The patient is asking once again to clarify if the work-related incident at the nursing home had exacerbated the underlying chronic facet arthrosis and disc osteophyte previously evaluated per MRI. There was also associated underlying disc protrusion. The underlying discogenic pain is most likely related to the disc protrusion, as well as the facet arthrosis both contributing to the underlying pain. The patient was doing well until she had a workrelated incident, which resulted in left L5 discogenic pain with lateral recess narrowing related to facet arthrosis and facet mediated pain.
To a medical certainty, the fall related to the work incident has exacerbated the underlying chronic pathology of both the facet arthrosis and discogenic pain related to disc protrusion.
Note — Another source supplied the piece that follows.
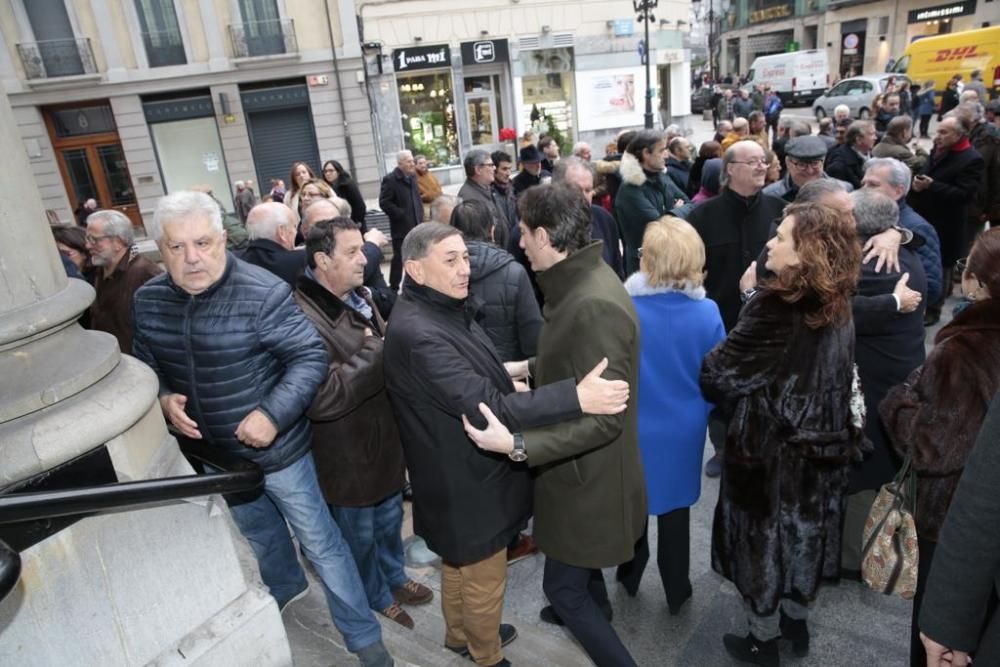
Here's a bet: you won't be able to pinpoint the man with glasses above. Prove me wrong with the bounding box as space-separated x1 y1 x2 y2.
687 141 786 477
764 135 853 202
458 148 510 248
86 211 163 354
We are still recommending discogram for better clarification and a left L5 transforaminal block. ...
Dr. Cornelison continued to provide follow-up treatment for Ms. Thomas. Ms. Thomas' complaints remained the same, and her condition was not getting any better. During this time, Dr. Cornelison noted that Ms. Thomas was unable to "follow through with any of the tests recommended secondary to denial from workers' compensation." Because of this, Dr. Cornelison could do nothing more than prescribe pain medications to help control the pain. Dr. Cornelison continued to recommend a neurosurgical consult and epidural steroid injections. This treatment was not authorized by the employer and insurer.